As in so much that he has done, Caesar Augustus acted wisely, for Herod has proved one of the great kings of the Roman provinces. I’ve worked for the proconsuls of Antioch and Spain, and they did not compare in either character or energy with our king Herod. He has kept peace in his part of the empire while extending our borders to their natural limits. To the Jewish kingdom, which had known war and desolation under the later Maccabees, he has brought tranquillity if not acceptance; during his reign no bandits and no extremists have plagued our land, and some years ago when I stopped off in Rome on my return from Spain, Augustus himself told me, “I remember that day when you came to Rhodes with Herod. It was an impudent gesture he made, but I wish I had always chosen my kings so wisely.”
How then, in spite of these successes, has Herod degenerated so miserably? Was he haunted by some evil spirit determined to destroy his grandeur? Or did his hatred and suspicion of the Jews slowly derange his mind? Some say that a snake wormed its way into his belly, gnawing at his vitals, but Shelomith and her Jews claim that their god has placed a special curse upon him for having usurped the throne of David. I have my own theory.

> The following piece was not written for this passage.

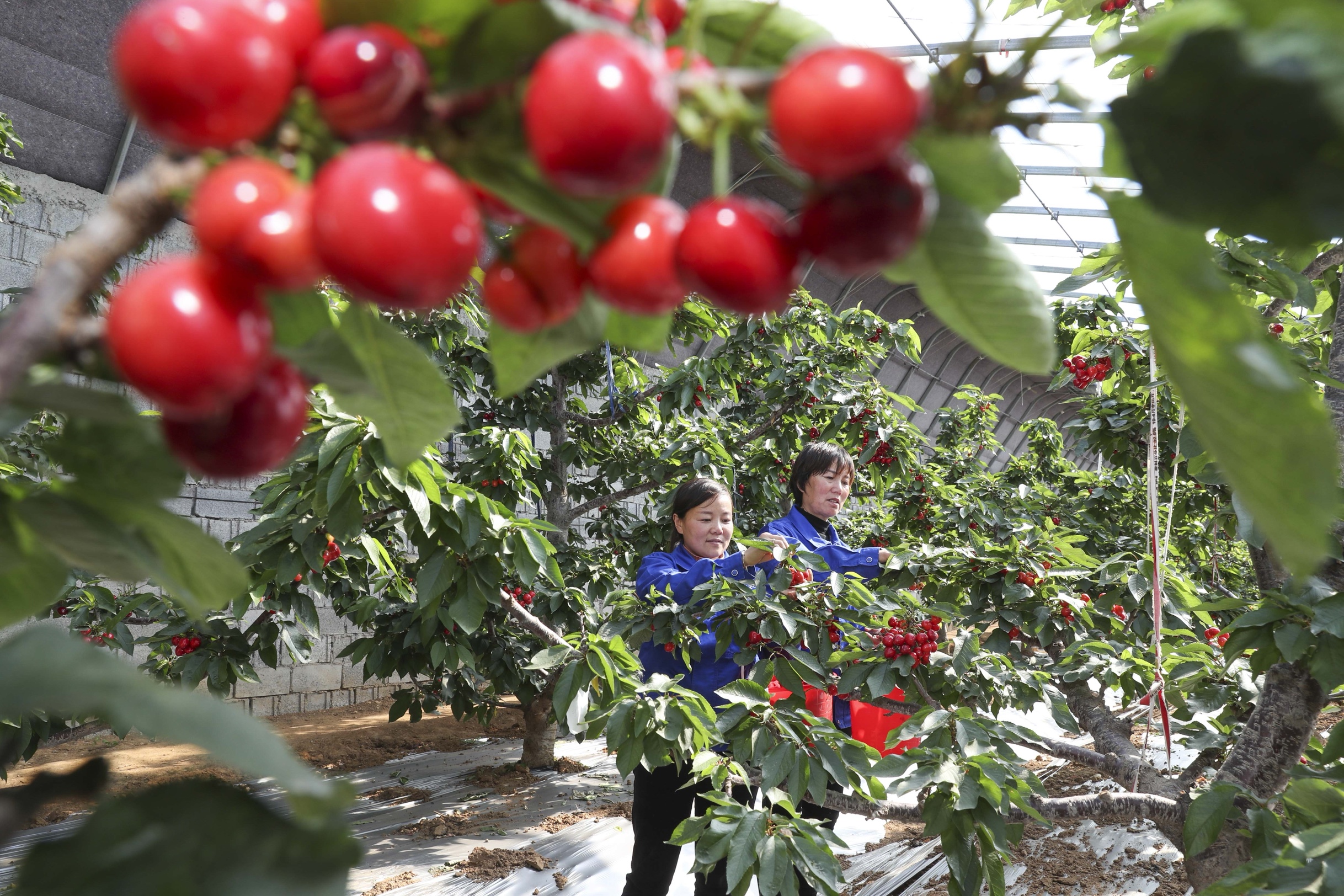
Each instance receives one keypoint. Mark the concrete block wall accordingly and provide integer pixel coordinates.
(51, 210)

I should have foreseen that these things might
happen, for thirty-one years ago he came to my quarters in Jericho, where I was building him a temple, and threw himself upon my couch, whispering with horror, “Myrmex! You must kill a man! I have proof that Aristobolus has conspired against me.” I drew back in surprise, for Mariamne’s brother was only seventeen and the darling of the Jews, for in him they saw a prospect for the re-establishment of Maccabean rule.
“The young schemer has plotted to steal my kingdom and must die,” Herod whispered, and when I warned him not to kill the queen’s brother, he cried in a mad frenzy, “Don’t mention their names together. Mariamne’s a goddess and her brother a viper.” Then he added significantly, “This afternoon he goes swimming.” He summoned the captain of his Cilician guard, who explained the plot: “Myrmex, the young man trusts you. When he enters the pool, you move forward to embrace him, but in doing so, grab his arms. My men will swim under water and catch his feet.”

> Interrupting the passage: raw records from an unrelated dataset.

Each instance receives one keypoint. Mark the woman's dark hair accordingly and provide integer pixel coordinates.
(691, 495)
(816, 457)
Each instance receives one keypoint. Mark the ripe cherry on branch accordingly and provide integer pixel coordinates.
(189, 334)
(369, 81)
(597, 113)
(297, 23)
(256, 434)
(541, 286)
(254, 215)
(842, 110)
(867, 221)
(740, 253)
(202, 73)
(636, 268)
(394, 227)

It was a lovely pool, one that I had edged with marble, and I made believe that I was swimming when Aristobolus appeared, moving through the sunlight as if he were a Roman god. “Greetings, Timon,” he called, and when he came down the marble steps I waded forward to embrace him and pinioned his arms, so that when the Cilicians grabbed his feet I could feel the tremor pass through his body. He gave me a wild stare, his eyes less than a cubit from mine, but I set my teeth and brought my hands upward until they grasped his neck, and in this manner we dragged him under the water.